Closed-Form Expressions for Two- and Three-Colorable States
- URL: http://arxiv.org/abs/2408.09515v1
- Date: Sun, 18 Aug 2024 15:41:37 GMT
- Title: Closed-Form Expressions for Two- and Three-Colorable States
- Authors: Konstantinos-Rafail Revis, Hrachya Zakaryan, Zahra Raissi,
- Abstract summary: We present closed-form expressions for all two-colorable graph states.
We explore a broad family of three-colorable graph states constructed from two two-colorable graph states.

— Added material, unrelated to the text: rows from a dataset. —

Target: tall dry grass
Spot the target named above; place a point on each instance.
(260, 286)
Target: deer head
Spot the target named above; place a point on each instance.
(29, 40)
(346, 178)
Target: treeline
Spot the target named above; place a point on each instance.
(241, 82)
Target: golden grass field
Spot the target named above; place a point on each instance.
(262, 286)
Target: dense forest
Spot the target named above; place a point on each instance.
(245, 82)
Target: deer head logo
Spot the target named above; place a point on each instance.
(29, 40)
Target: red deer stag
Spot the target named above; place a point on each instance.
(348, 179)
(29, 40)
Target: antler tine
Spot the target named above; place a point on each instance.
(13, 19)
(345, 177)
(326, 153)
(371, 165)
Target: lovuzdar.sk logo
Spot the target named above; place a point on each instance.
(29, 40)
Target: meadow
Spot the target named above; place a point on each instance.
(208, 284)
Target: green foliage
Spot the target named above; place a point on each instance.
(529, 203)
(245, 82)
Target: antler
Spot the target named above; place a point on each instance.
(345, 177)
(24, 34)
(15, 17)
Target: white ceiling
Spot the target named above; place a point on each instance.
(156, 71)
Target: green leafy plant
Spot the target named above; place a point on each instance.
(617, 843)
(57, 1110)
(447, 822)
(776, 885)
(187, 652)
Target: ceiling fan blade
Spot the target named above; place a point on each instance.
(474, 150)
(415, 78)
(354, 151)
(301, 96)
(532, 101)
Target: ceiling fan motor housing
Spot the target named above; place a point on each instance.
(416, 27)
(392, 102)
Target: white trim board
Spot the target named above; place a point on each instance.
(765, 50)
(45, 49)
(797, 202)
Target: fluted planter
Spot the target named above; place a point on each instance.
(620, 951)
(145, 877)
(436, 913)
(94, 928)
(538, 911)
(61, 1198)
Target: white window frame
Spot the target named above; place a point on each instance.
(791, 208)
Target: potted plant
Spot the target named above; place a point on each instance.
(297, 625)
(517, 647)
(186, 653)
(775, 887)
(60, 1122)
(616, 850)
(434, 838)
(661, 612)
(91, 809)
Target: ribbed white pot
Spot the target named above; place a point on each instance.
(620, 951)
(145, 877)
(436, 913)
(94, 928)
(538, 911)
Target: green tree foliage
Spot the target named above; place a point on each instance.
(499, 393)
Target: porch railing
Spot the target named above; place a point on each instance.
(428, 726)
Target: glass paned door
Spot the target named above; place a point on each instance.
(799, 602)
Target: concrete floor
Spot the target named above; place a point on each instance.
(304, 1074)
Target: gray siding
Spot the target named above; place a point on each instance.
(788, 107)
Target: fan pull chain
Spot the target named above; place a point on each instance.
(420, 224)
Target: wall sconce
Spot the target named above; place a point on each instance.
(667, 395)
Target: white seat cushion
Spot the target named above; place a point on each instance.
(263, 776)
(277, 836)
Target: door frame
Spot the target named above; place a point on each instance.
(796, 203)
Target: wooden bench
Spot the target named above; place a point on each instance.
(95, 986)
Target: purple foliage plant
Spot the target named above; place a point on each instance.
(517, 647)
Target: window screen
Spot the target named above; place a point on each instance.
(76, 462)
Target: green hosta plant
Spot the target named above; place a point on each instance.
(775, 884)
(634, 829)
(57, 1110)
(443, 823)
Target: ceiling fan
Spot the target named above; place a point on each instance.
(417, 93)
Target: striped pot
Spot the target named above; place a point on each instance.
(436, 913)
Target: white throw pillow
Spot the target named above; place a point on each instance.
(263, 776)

Our findings have broad implications for characterizing the LU/SLOCC equivalence of graph state classes.
- Score: 0.0
- License: http://arxiv.org/licenses/nonexclusive-distrib/1.0/
- Abstract: Graph states are a class of multi-partite entangled quantum states, where colorability, a property rooted in their mathematical foundation, has significant implications for quantum information processing. In this study, we investigate the colorability of graph states in qudit systems to simplify their representation and enhance their practical applications. We present closed-form expressions for all two-colorable graph states. Our findings show that the closed-form expression of these states is tightly linked to the graph structure and the distribution of particles in red ($n_R$) and blue ($n_B$). Additionally, we explore a broad family of three-colorable graph states constructed from two two-colorable graph states. The closed-form expression for these states is in the form of one two-colorable state tensor product with the graph basis formed from another two-colorable state. Our approach systematically reduces the number of terms required to represent these states. Furthermore, we demonstrate that many well-known mathematical graphs, including friendship graphs, fit within our formalism. Finally, we discuss the LU/SLOCC (Local Unitary/Stochastic Local Operation and Classical Communication) equivalence between two- and three-colorable graph states. Our findings have broad implications for characterizing the LU/SLOCC equivalence of graph state classes and pave the way for future research.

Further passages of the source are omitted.